Though much work remains, the Medicare proposal together with the fact that both parties are starting with the premise that there should be a balanced budget by the year 2002 with at least $90 billion in tax cuts is a significant departure from the beginning of the contentious budget debate during the last Congress. Many roadblocks remain, however, and members are just at the beginning of the journey, as Senate Budget Committee Chairman Pete Domenici, R-N.M., made clear Tuesday. "All of these kinds of [tax cut] numbers are premature," Domenici told reporters. "We have got to do a balanced budget and then see what that accommodates."
Senators Propose Bill To Change IRS Farm Deferred Payment Policy: A bipartisan group of 54 senators joined Senate Finance Committee member Charles Grassley, R-Iowa in introducing legislation (S.181) to reverse an Internal Revenue Service policy that limits farmers use of deferred payments contracts.
Under a recent IRS Technical Advice Memorandum (TAM), deferred payment contracts that farmers often use to sell their commodities are considered installment sales that have an ascertainable value, requiring the farmer to add back this deferred amount as income in computing the alternative minimum tax (AMT) in the tax year the contract was entered into between the two parties. This means farmers often are required to pay tax one year on income they will not receive until a subsequent year.
Among the senators cosponsoring Grassleys bill are Daschle and Senate Majority Leader Trent Lott, R-Miss., and Senate Finance Committee members John Breaux, D-La.; Kent Conrad, D-N.D.; Phil Gramm, R-Texas; Orrin Hatch, R-Utah; Bob Kerrey, D-Neb.; Carol Moseley-Braun, D-Ill.; and Don Nickles, R-Okla. Backing by these senators is a good indication the bill to end the IRS policy will receive Senate attention this Congress.

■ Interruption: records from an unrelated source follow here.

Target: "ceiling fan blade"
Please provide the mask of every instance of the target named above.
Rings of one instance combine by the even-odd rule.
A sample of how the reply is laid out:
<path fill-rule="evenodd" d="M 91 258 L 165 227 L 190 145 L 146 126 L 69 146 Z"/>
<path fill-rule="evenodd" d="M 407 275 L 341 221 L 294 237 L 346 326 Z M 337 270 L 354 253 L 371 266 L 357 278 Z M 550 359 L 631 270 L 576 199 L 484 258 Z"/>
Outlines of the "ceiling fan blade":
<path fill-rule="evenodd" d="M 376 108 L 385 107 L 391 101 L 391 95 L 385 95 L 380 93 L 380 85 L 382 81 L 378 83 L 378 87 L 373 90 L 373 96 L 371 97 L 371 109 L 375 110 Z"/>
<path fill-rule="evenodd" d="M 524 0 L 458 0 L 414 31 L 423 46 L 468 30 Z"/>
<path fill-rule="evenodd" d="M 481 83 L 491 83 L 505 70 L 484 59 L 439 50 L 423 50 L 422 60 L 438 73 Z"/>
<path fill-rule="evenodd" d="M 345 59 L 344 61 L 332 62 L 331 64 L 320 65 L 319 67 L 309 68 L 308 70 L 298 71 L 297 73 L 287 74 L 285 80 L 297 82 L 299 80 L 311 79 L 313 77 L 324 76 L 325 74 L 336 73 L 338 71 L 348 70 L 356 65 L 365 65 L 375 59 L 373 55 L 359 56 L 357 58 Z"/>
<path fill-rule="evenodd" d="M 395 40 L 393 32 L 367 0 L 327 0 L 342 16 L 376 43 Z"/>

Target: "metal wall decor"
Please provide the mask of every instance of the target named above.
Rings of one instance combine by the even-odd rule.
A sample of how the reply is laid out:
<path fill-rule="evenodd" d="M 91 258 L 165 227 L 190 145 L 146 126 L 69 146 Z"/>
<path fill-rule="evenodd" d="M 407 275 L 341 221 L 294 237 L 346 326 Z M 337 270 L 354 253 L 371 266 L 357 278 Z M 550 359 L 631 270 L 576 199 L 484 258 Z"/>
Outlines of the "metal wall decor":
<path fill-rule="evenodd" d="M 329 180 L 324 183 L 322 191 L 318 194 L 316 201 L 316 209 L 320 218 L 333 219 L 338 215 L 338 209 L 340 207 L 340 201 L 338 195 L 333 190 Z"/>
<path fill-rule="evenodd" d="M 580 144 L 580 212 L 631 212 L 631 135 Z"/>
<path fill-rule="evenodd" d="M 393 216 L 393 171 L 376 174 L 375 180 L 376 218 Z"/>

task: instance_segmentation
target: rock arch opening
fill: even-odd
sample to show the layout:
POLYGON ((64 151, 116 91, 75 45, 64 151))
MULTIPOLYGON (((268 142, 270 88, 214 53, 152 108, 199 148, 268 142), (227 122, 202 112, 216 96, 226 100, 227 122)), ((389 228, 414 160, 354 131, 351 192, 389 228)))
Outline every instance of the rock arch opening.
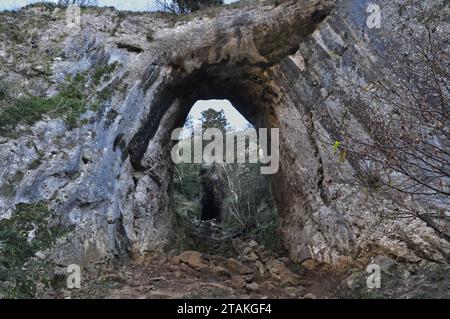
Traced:
POLYGON ((269 177, 261 174, 253 133, 256 137, 254 126, 230 101, 215 99, 194 103, 179 133, 178 146, 190 154, 172 166, 169 206, 177 220, 183 220, 180 228, 188 237, 200 236, 203 246, 212 246, 206 250, 217 246, 212 238, 227 241, 236 236, 266 246, 281 244, 269 177), (209 130, 220 136, 207 137, 209 130), (220 153, 220 160, 208 159, 212 144, 212 155, 220 153), (195 157, 197 146, 202 147, 201 161, 195 157))
MULTIPOLYGON (((152 72, 161 72, 155 71, 157 68, 158 66, 152 65, 145 73, 152 78, 152 72)), ((280 88, 273 81, 274 75, 269 74, 261 65, 207 64, 190 73, 170 66, 169 74, 159 83, 158 89, 151 92, 153 95, 149 111, 124 149, 124 157, 130 160, 135 183, 134 192, 130 193, 133 197, 133 210, 139 212, 139 218, 135 218, 130 230, 126 231, 132 234, 132 250, 138 254, 152 250, 155 246, 170 244, 180 237, 184 240, 183 232, 177 226, 180 224, 179 216, 174 214, 175 199, 171 191, 175 170, 171 151, 176 144, 172 137, 177 128, 183 127, 196 101, 228 100, 257 132, 260 128, 279 127, 274 109, 280 102, 280 88)), ((152 90, 145 79, 142 83, 145 92, 152 90)), ((245 188, 254 189, 253 186, 265 185, 267 187, 261 194, 270 194, 265 197, 272 198, 269 185, 282 182, 283 177, 279 178, 278 175, 279 172, 272 176, 262 176, 261 181, 253 182, 245 188)), ((278 215, 274 204, 279 198, 276 192, 273 195, 274 200, 270 200, 265 207, 260 207, 263 213, 257 214, 264 216, 264 213, 273 214, 275 211, 275 218, 266 218, 273 231, 259 228, 261 235, 281 233, 278 232, 278 215)), ((196 200, 201 201, 201 196, 197 195, 196 200)), ((208 205, 207 202, 204 204, 208 205)), ((213 207, 212 210, 217 211, 217 208, 213 207)), ((210 216, 205 216, 204 219, 209 218, 210 216)), ((237 223, 245 224, 242 220, 237 223)), ((247 223, 249 224, 256 226, 259 221, 251 220, 247 223)), ((281 245, 281 236, 275 237, 277 245, 281 245)))
MULTIPOLYGON (((261 20, 239 14, 233 24, 214 25, 214 32, 202 33, 195 43, 141 57, 133 83, 147 104, 123 152, 134 182, 128 195, 132 220, 125 226, 133 250, 145 253, 177 234, 170 214, 171 133, 183 125, 195 101, 208 99, 228 99, 257 130, 279 128, 280 169, 270 183, 291 258, 335 263, 355 250, 353 230, 341 226, 348 205, 341 207, 334 194, 335 187, 352 179, 351 169, 347 163, 336 169, 328 145, 317 138, 318 131, 335 137, 333 120, 316 112, 326 111, 319 106, 322 75, 307 72, 298 53, 300 41, 331 7, 331 2, 298 2, 277 6, 261 20), (326 184, 329 180, 333 183, 326 184)), ((181 32, 174 41, 187 37, 181 32)))
MULTIPOLYGON (((52 20, 56 24, 44 28, 39 37, 42 43, 37 41, 36 52, 42 54, 25 54, 50 54, 43 62, 52 62, 52 72, 46 76, 34 72, 30 78, 26 70, 29 63, 16 66, 17 72, 3 72, 8 90, 2 112, 7 107, 14 115, 16 106, 42 101, 49 113, 39 114, 37 118, 42 120, 30 130, 25 123, 23 130, 20 125, 17 132, 33 133, 31 140, 27 140, 30 136, 17 140, 2 137, 6 166, 0 184, 6 191, 0 194, 0 210, 7 216, 17 204, 45 201, 49 208, 61 212, 65 223, 75 225, 67 243, 57 243, 58 265, 97 265, 126 256, 130 250, 142 256, 166 247, 180 235, 177 215, 171 208, 171 134, 183 125, 197 100, 227 98, 256 129, 280 130, 280 170, 270 180, 281 237, 293 260, 345 266, 384 253, 414 262, 422 258, 448 261, 448 240, 443 231, 438 232, 438 228, 448 228, 442 224, 444 216, 429 215, 434 207, 428 203, 416 206, 421 196, 397 198, 399 193, 391 192, 389 185, 391 177, 398 174, 392 174, 389 167, 383 169, 386 166, 381 163, 390 166, 396 160, 384 161, 385 152, 364 146, 383 144, 379 142, 388 136, 382 129, 391 122, 379 123, 381 131, 372 130, 372 123, 376 123, 372 116, 384 118, 384 109, 379 108, 384 104, 368 96, 372 90, 361 84, 372 88, 388 71, 390 76, 383 75, 380 83, 390 78, 386 83, 396 88, 396 68, 380 69, 373 54, 389 47, 398 51, 400 43, 394 41, 396 33, 380 38, 377 30, 367 30, 363 19, 367 12, 357 7, 355 10, 348 1, 267 0, 249 3, 248 10, 230 7, 214 16, 193 16, 176 23, 172 18, 167 20, 167 15, 130 16, 109 9, 104 15, 96 10, 85 12, 88 19, 81 26, 82 32, 62 38, 50 33, 64 30, 59 26, 65 22, 52 20), (120 19, 111 20, 114 16, 120 19), (109 26, 104 24, 108 19, 112 21, 109 26), (46 50, 45 43, 53 38, 62 41, 62 51, 57 50, 60 57, 53 56, 58 52, 46 50), (391 45, 380 46, 384 40, 391 45), (131 47, 140 49, 127 50, 131 47), (106 69, 108 74, 103 74, 106 69), (99 71, 102 75, 97 79, 99 71), (77 101, 73 101, 76 110, 67 107, 68 113, 60 114, 57 101, 69 86, 71 89, 68 80, 78 75, 84 79, 82 97, 77 94, 77 101), (20 98, 16 105, 8 92, 19 82, 20 88, 11 90, 20 98), (31 94, 30 99, 22 100, 22 93, 31 94), (86 109, 78 107, 88 101, 86 109), (64 125, 71 121, 64 123, 63 119, 78 115, 76 127, 64 125), (356 145, 349 143, 352 140, 356 145), (43 156, 43 150, 49 154, 43 156), (367 158, 380 161, 367 165, 375 178, 372 174, 361 178, 367 158), (387 193, 378 187, 384 179, 387 193), (374 187, 373 181, 377 181, 374 187), (394 199, 401 200, 399 206, 394 199), (413 212, 410 223, 382 218, 385 213, 391 217, 391 213, 401 212, 404 204, 413 212), (423 214, 417 216, 417 209, 423 214), (68 253, 62 254, 66 249, 68 253)), ((27 17, 40 12, 31 11, 27 17)), ((15 21, 6 17, 8 23, 15 21)), ((11 44, 11 39, 5 40, 11 44)), ((407 44, 404 49, 409 52, 407 44)), ((7 53, 14 61, 14 52, 7 53)), ((398 61, 391 62, 395 66, 398 61)), ((410 78, 409 73, 404 75, 410 78)), ((401 91, 398 93, 409 94, 401 91)), ((385 93, 385 97, 380 96, 383 100, 397 100, 385 93)), ((13 118, 24 121, 22 116, 13 118)), ((12 123, 16 119, 6 127, 16 126, 12 123)), ((403 126, 399 129, 404 130, 403 126)), ((398 184, 410 187, 403 178, 414 182, 403 176, 398 184)), ((211 202, 206 200, 203 206, 211 202)), ((440 196, 435 202, 446 204, 440 196)), ((217 205, 210 210, 217 212, 217 205)), ((218 214, 203 219, 212 217, 217 219, 218 214)))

Treasury Secretary Robert Rubin said Wednesday the IRS is correctly interpreting current law but expressed support for the proposed legislation. "We would support the goals of this effort, as reasonable tax policy," Rubin said.
Lugar Introduces Bill To Repeal Estate Tax: Sen. Richard Lugar, R-Ind., unveiled three bills to eliminate or phase out the federal estate and gift tax. S.29 would repeal the estate and gift taxes, S.30 would phase out the estate tax over five years by gradually raising the unified credit each year until the tax was repealed in the fifth year, and S.31 would immediately raise the effective unified credit from $600,000 to $5 million.
"I believe the best option is a simple repeal of the estate tax," Lugar said, "however, even if the estate tax is not repealed, the unified credit must be raised. The estate tax has mushroomed into an exorbitant tax on death that discourages savings, economic growth and job formation by blocking the accumulation of entrepreneurial capital and by breaking up family businesses and farms."
Lugar also introduced a non-binding "sense of the Senate" resolution that the current federal income tax should be replaced with a national sales tax. "I believe the national sales tax is the best tax system to replace the income tax," Lugar said. "If we enact a tax system that encourages investment and savings, billions of dollars of investment will flow into our country." Lugar first introduced his national retail sales tax in 1995 when he was a candidate for the Republican presidential nomination.